Uma vez envolvida com o carrossel de golpes que começou a aplicar, Ana Brígida afundou cada vez mais. Passou a inventar histórias sobre si mesma para atrair a compaixão de seu público generoso. Chegou a espalhar que estava grávida e, assim, recebeu ajuda para comprar enxoval e outros itens importantes para essa fase da vida. A mineira Juliana Badaró, que trabalha como diarista em Boston e havia se tornado a apoiadora mais engajada de Ana Brígida (fazia rifas e bazares nos Estados Unidos), conta que chegou a receber diversas “provas” da maternidade: imagens de ultrassom, mensagens de áudio com o pulso cardíaco do feto e uma foto na qual a falsa gestante mostrava o abdômen proeminente no espelho. Tudo lorota. Em outra denúncia, registrada em boletim de ocorrência na 1ª Delegacia de Polícia contra Crimes Praticados contra Criança e Adolescente de Macapá, a estudante de fisioterapia Priscila Diniz Pinheiro, de 33 anos, acusa Ana Brígida de fingir interesse em adotar um bebê de 5 meses com doença grave do qual os pais, muito pobres, não tinham condição de cuidar. A iniciativa, adivinhe, motivou uma nova corrida de arrecadação, mas Priscila descobriu que nunca houve entrada no processo de adoção. “Ela era uma pessoa acima de qualquer suspeita. Tenho pena dela por ter se afundado nas próprias mentiras”, lamenta a universitária, que não sabe quanto foi arrecadado com essa farsa. Ana Brígida, que é mãe de um menino de 8 anos, afirma que tinha real intenção de adotar a criança — “Só não fiz isso por falta de condições financeiras” —, mas confessa que inventou a gravidez. “Minha vida virou uma mentira.”

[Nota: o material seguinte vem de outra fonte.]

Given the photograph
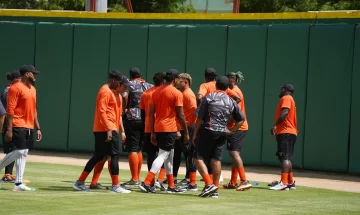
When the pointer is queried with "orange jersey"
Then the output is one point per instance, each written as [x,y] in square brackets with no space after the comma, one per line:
[22,105]
[289,125]
[165,99]
[189,108]
[210,87]
[108,110]
[241,104]
[145,101]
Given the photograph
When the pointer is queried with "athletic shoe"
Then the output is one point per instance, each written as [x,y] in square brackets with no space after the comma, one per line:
[191,187]
[80,186]
[7,179]
[119,189]
[274,183]
[98,187]
[145,188]
[160,185]
[214,195]
[292,186]
[132,182]
[279,186]
[208,189]
[229,185]
[22,187]
[244,185]
[175,190]
[183,182]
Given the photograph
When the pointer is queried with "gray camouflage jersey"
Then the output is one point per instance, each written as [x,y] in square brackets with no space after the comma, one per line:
[135,90]
[215,110]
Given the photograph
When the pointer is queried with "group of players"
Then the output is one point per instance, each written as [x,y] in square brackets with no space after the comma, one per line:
[163,120]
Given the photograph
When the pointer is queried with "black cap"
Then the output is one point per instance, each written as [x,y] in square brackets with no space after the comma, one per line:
[135,72]
[173,72]
[27,68]
[124,80]
[288,87]
[210,72]
[15,74]
[222,82]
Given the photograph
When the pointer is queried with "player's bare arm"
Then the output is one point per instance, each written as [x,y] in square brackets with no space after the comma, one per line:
[152,122]
[284,113]
[181,117]
[38,129]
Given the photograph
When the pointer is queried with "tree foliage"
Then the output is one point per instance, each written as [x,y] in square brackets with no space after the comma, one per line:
[180,6]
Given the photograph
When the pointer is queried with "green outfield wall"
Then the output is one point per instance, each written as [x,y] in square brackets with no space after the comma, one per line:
[322,61]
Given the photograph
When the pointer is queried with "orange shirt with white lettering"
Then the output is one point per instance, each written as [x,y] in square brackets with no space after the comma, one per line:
[189,99]
[22,105]
[145,101]
[289,125]
[165,99]
[241,104]
[108,110]
[210,87]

DENUNCIANTE - Micaela Silva e Mariane, uma de suas duas filhas com atrofia muscular: lesada por Ana em 10 000 reais (Jefferson Coppola/.)

Mentiras que chegaram, inclusive, à sua aparência física. A advogada Gabriela Mayara de Oliveira Assis, de Mogi das Cruzes, no interior de São Paulo, ficou assustada quando foi alertada na internet de que Ana Brígida usava suas fotos em perfis de redes sociais — e até mesmo em sites de relacionamento. Mais jovem e mais magra, ouviu de Ana Brígida que a fraude aconteceu “por problemas de autoestima”. Conta a advogada: “Ela também disse que não queria mostrar o rosto porque recebia ameaças das famílias que denunciava. Fiquei com medo”.

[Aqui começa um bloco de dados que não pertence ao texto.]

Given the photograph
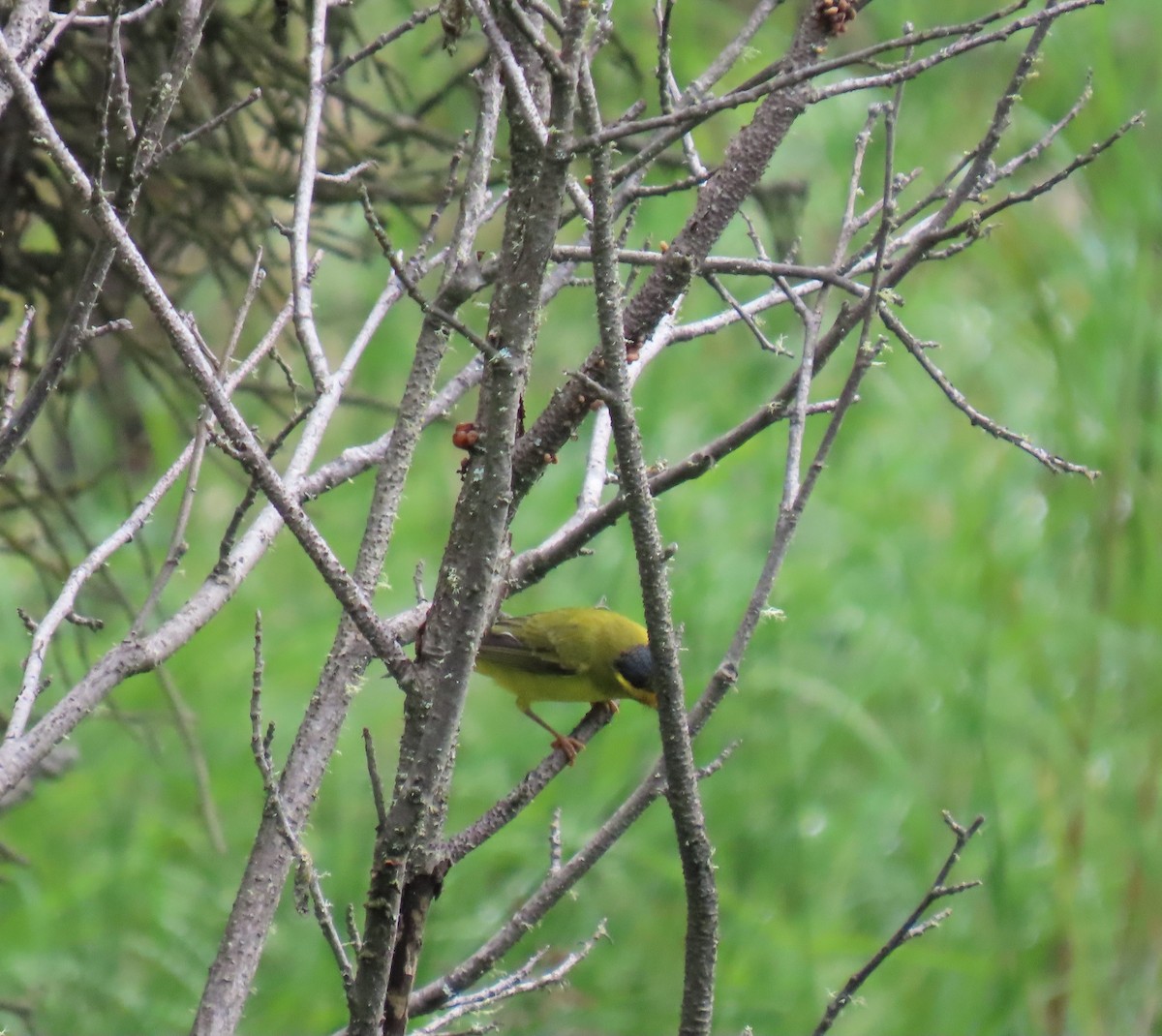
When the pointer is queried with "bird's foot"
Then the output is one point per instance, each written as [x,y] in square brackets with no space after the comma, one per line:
[569,746]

Algumas das mães lesadas por Ana Brígida, como Micaela e Aline, tiveram a ajuda de pais de outras crianças doentes para cobrir o prejuízo. Há registros contra Ana Brígida em ao menos cinco delegacias. Hoje desempregada, ela diz que se mudou para uma cidade do interior de São Paulo, onde vende bolo nas ruas para sobreviver, e que teme represálias. Chegou a fazer várias transmissões ao vivo no Instagram a fim de explicar­-se. Reconheceu uma série de erros, desculpou-se e alguns dos prejudicados foram ajudados por outros voluntários, mas ela mesma não devolveu o que surrupiou. “Por mais que eu diga que me arrependi e peça perdão, as pessoas não vão me perdoar.”

Ela pode acabar respondendo por estelionato e apropriação indébita, os mesmos crimes de que são acusados os pais do menino Jonatas, citados no começo desta reportagem. Para azar do casal, que sempre se disse inocente e injustiçado, os enroscos de Ana Brígida não aliviam em nada suas complicações — a denúncia do Ministério Público se baseia em outras provas e em uma série de testemunhos que incluem até os de familiares dos réus. Enquanto aguardam a primeira audiência judicial, marcada para 16 de maio, eles enfrentam um iminente despejo por falta de pagamento da ampla casa que alugaram depois de receber os milhões de reais em doações para o menino. Na quarta-feira 20, foram notificados de que teriam quinze dias para deixar o local caso não acertassem a situação — se isso acontecer, poderão perder a guarda de Jonatas, que precisa de uma série de cuidados especiais no dia a dia.